But numbers compiled by the Casino Control Commission (CCC) and the Division of Gaming Enforcement — both of which regulate the state’s online and brick and mortar gambling and sports betting industries — showed upticks in tax revenue across the board in 2018.

The state levies a host of taxes on the casino industry and ancillary economy, which includes non-gaming taxes that extend beyond just what the casinos and racetracks take home every month.

In 2018, the non-gaming tax revenue from Atlantic City and Atlantic County totaled $154.5 million, according to the CCC’s most recent annual re-port. Non-gaming tax revenue totaled $130.7 million in 2016 and $123.7 million in 2017.

CCC Chair James Plousis said the bump in 2018 was due in part to the opening of two new properties in Atlantic City, the Hard Rock Casino Hotel and the Ocean Resort Casino.

Still, the uptick is worth celebrating, Plousis maintained, and a sizable chunk of it came from the state’s lucrative sports-betting market.

“You hear people in the industry saying that it’s driving a lot of food and beverage, as well as people staying [at hotels],” Plousis told NJBIZ. “There’s definitely a ripple effect with people coming into town for sports betting.”
Of 2018 totals, $69.2 million came from from sales and use taxes, according to the CCC. The sales tax rate is 6.625 percent of any goods or services purchased in the state, and the money goes into the state’s coffers for general use.

The luxury tax — 3 percent on alcoholic beverages and 9 percent on any other purchases, such as entertainment, room rentals, beach chairs, cabanas and admissions tickets within Atlantic City — generated $37.2 million.
After that, the region generated $23.34 million from casino parking fees, which are $3 a day per occupied casino parking space — $2.50 of which goes to the Casino Reinvestment Development Authority and 50 cents to a fund for disabled and senior citizens.

Another $11.7 million of state revenue came from the casino hotel room fee; the state’s tourism promotion fee — $2 per occupied casino hotel room and $1 per occupied motel and non-casino hotel — produced $8.6 million.
Funds from the tourism fee go toward the city’s convention center to promote tourism and the local economy. The region also generated $5.4 mil-lion from the state occupancy fee, which is 1 percent for Atlantic City.

Gambling tax revenue, which went up across the board, has gone up in Atlantic City during 2018, according to an August 2019 report from the DGE. The state’s 8 percent gross revenue tax on casino income produced $174.7 million in 2017 and $181.2 million in 2018. The 15 percent internet gross revenue tax for the state was $36.9 million in 2017 and $44.8 million in 2018.

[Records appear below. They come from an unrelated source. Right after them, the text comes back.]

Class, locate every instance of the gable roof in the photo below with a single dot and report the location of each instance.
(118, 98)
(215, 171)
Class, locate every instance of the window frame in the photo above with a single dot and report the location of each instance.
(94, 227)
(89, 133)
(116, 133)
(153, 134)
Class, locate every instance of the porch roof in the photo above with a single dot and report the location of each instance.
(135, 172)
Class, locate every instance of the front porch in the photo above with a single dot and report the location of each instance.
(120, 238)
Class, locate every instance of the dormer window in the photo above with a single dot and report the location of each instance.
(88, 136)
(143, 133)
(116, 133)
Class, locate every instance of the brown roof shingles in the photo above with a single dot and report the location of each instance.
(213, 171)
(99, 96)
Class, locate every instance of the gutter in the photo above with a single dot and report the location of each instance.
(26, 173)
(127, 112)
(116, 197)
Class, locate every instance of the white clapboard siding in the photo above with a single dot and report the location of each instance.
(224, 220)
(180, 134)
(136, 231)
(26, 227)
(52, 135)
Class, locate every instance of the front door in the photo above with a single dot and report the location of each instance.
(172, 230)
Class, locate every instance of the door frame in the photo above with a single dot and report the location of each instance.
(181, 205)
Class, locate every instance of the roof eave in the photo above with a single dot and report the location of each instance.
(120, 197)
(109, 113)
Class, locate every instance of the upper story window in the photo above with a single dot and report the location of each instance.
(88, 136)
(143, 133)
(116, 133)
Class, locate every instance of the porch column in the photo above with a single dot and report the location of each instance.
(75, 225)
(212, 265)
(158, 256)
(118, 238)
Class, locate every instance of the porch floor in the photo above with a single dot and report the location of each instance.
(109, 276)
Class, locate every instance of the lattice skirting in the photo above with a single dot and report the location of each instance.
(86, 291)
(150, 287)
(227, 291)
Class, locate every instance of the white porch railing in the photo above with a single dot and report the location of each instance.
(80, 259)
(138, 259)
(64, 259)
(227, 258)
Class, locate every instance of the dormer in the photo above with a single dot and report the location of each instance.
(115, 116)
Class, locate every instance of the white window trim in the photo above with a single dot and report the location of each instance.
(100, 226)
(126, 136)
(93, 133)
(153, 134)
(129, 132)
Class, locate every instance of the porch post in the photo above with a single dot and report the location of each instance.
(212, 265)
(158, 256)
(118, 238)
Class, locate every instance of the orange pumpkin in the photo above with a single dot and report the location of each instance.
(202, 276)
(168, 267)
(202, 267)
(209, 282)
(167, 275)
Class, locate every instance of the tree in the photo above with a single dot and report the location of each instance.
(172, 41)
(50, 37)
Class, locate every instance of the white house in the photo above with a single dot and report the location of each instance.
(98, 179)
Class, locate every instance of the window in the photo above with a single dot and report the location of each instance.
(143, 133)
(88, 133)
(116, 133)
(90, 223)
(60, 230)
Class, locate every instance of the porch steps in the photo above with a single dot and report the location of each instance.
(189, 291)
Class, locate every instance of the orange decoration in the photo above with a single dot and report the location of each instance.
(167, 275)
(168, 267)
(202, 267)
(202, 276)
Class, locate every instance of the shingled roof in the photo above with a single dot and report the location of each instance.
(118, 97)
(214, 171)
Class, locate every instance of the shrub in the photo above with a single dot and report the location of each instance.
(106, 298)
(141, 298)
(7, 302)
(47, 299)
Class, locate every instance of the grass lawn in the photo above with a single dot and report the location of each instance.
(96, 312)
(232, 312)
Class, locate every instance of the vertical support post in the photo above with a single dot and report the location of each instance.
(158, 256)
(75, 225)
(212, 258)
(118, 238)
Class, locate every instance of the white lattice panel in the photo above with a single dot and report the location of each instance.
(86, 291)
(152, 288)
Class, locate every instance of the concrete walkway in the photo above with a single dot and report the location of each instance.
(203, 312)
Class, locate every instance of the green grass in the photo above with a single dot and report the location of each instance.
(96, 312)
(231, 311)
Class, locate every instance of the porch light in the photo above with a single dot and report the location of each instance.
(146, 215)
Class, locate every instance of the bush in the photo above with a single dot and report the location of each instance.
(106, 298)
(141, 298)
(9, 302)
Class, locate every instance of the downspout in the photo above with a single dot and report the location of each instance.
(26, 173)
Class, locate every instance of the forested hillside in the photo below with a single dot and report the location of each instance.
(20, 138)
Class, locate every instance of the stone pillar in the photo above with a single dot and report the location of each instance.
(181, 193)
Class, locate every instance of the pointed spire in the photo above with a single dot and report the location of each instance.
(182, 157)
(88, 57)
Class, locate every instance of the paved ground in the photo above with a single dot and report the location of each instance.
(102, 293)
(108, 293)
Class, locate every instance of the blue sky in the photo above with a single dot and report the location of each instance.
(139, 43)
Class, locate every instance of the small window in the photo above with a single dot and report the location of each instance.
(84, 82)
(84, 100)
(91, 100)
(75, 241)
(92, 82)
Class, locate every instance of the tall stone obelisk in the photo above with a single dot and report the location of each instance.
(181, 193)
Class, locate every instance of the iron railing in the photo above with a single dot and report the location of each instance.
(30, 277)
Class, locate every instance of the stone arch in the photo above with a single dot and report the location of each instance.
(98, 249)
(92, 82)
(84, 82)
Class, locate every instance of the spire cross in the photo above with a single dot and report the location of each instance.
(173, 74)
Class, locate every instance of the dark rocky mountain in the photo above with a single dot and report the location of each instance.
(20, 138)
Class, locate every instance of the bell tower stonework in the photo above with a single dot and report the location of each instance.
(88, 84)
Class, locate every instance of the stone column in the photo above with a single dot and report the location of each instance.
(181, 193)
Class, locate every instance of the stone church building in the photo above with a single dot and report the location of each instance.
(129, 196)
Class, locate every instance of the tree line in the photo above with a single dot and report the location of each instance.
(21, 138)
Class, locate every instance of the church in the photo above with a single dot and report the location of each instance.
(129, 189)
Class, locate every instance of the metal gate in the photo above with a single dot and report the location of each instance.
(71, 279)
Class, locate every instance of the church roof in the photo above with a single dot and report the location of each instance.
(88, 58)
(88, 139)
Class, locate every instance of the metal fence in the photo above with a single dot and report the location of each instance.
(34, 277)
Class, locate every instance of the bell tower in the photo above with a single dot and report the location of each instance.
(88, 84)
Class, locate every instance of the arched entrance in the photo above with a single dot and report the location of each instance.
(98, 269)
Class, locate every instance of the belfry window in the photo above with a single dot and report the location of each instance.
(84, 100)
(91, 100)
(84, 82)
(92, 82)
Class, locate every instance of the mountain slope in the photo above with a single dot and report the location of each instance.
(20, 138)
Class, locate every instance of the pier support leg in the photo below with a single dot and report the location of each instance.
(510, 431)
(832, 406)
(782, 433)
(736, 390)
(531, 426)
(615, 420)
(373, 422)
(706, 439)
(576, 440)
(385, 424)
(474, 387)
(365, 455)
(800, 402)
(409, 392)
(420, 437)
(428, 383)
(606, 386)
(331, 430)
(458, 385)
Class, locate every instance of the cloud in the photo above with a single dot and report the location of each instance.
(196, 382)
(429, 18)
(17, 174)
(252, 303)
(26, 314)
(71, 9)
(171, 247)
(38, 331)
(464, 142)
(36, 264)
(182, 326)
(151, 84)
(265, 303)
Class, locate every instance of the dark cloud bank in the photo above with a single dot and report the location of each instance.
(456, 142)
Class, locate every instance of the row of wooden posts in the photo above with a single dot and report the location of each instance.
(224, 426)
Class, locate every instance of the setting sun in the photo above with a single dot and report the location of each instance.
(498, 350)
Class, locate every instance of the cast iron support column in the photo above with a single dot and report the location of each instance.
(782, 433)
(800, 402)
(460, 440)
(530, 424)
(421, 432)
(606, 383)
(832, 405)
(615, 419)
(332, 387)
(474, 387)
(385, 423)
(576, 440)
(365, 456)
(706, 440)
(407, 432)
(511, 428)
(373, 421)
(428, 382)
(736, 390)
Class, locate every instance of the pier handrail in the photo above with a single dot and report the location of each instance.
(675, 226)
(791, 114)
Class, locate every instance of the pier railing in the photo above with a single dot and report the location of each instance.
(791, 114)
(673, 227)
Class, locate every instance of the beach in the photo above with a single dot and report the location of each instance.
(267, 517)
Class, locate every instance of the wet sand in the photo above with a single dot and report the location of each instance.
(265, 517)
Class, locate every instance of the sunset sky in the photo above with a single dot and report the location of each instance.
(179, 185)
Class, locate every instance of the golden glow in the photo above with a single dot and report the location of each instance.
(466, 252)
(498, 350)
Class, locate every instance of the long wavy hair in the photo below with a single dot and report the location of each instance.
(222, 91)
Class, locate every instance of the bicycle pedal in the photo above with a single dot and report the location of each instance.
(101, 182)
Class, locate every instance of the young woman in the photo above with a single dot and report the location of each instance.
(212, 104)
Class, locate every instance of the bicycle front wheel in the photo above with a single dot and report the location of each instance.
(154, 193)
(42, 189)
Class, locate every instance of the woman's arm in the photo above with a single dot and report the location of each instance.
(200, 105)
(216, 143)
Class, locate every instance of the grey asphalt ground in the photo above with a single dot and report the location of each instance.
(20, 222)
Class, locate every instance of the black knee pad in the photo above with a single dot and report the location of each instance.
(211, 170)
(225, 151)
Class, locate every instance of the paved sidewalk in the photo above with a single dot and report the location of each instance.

In 2018, the state directly made almost $11.6 million of tax revenue from sports betting: $3.4 million from the 8.5 percent retail sports tax, $6.9 mil-lion from the 13 percent internet sports tax levy, $627,000 from the state’s 1.25 percent additional tax on sports wagering and another $550,000 from the state’s 1.25 percent racetrack economic development tax.

“The overall tax rate is very small on the overall handle on sportsbooks,” Plousis said. “The activities that go around, people coming down here, some people staying overnight, everybody’s dining and eating.”